Like Research, Inc., Taxpayer should be denied the research credit in the present case because it has not proven that it correctly quantified its base amount.
Conclusion
In a tax refund case, there is a strong presumption of the correctness of the findings of the Internal Revenue Service. In order to overcome the presumption, Taxpayer has the burden of presenting “substantial evidence as to the wrongfulness of the [Service’s] determination.” Taxpayer in this case has failed to meets its burden of providing substantial evidence that it has met all the material elements of I.R.C. §41.
Taxpayer had no contemporaneous documentation to support its claim and failed to show that its estimation methodologies for computation of current QREs and base amounts were credible methodologies. Further, Taxpayer has failed to show that its claimed research was not funded.
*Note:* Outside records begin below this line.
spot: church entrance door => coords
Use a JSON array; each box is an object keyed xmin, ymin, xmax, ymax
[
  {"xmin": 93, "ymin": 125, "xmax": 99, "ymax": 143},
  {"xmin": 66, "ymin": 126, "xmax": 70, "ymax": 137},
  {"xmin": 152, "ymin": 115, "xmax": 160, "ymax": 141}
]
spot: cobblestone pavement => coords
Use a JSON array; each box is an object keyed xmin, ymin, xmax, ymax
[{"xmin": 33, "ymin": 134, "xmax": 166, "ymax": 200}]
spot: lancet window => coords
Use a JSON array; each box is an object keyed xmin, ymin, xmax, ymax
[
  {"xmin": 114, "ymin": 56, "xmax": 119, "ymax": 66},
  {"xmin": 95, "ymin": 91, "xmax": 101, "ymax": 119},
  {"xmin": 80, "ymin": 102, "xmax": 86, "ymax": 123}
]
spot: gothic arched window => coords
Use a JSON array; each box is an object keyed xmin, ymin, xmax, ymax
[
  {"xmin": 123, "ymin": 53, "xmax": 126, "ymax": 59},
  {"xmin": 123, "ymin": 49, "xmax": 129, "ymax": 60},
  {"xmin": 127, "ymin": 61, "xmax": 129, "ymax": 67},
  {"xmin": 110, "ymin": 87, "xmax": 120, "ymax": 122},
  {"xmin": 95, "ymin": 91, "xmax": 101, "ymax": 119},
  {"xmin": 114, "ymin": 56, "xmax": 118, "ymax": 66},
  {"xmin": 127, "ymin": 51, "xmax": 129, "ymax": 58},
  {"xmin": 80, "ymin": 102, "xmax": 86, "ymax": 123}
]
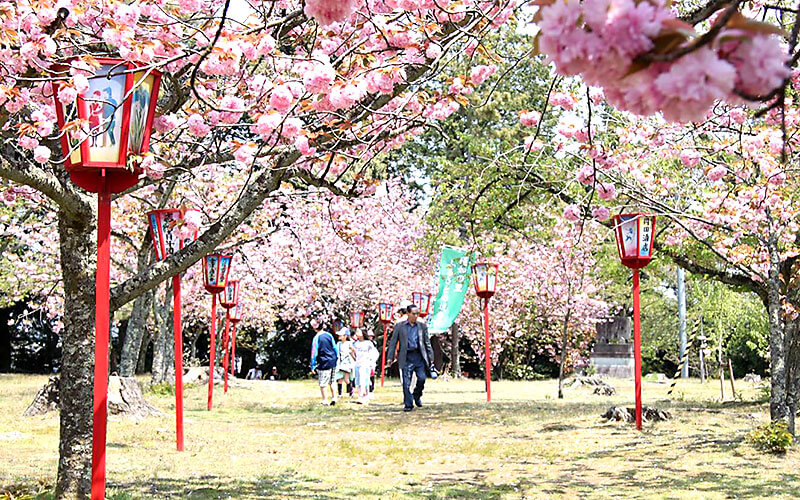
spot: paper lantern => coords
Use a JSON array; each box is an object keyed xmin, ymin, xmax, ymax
[
  {"xmin": 53, "ymin": 58, "xmax": 162, "ymax": 193},
  {"xmin": 221, "ymin": 279, "xmax": 240, "ymax": 309},
  {"xmin": 202, "ymin": 253, "xmax": 233, "ymax": 294},
  {"xmin": 412, "ymin": 292, "xmax": 433, "ymax": 317},
  {"xmin": 146, "ymin": 208, "xmax": 200, "ymax": 261},
  {"xmin": 471, "ymin": 262, "xmax": 498, "ymax": 299},
  {"xmin": 378, "ymin": 302, "xmax": 394, "ymax": 324},
  {"xmin": 613, "ymin": 213, "xmax": 656, "ymax": 269}
]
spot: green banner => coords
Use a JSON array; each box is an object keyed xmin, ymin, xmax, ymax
[{"xmin": 428, "ymin": 246, "xmax": 475, "ymax": 334}]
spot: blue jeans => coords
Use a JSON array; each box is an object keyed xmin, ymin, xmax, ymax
[{"xmin": 402, "ymin": 350, "xmax": 427, "ymax": 409}]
This is not a case where the credit was estimated based upon the expenditures of a very small number of employees but a case where allegedly qualifying expenditures were estimated for bb employees. This is a case involving a sophisticated taxpayer that has employed in-house and outside accountants and tax preparers “who were well aware of the record-keeping requirements of the Internal Revenue Code.” The claimed but unsubstantiated credit is of a sort for which Taxpayer could have and should have maintained the necessary records. This is not a case where required records were destroyed by no fault of Taxpayer. As stated above, in estimating an allowable amount, the court bears heavily against a taxpayer whose inexactitude is of its own making.
Tax credits are allowed as a matter of legislative grace. They are allowed only as clearly provided for by statute, and the statute granting the credit should be narrowly construed. Based upon the substantiation presented, Taxpayer’s claim for refund is denied.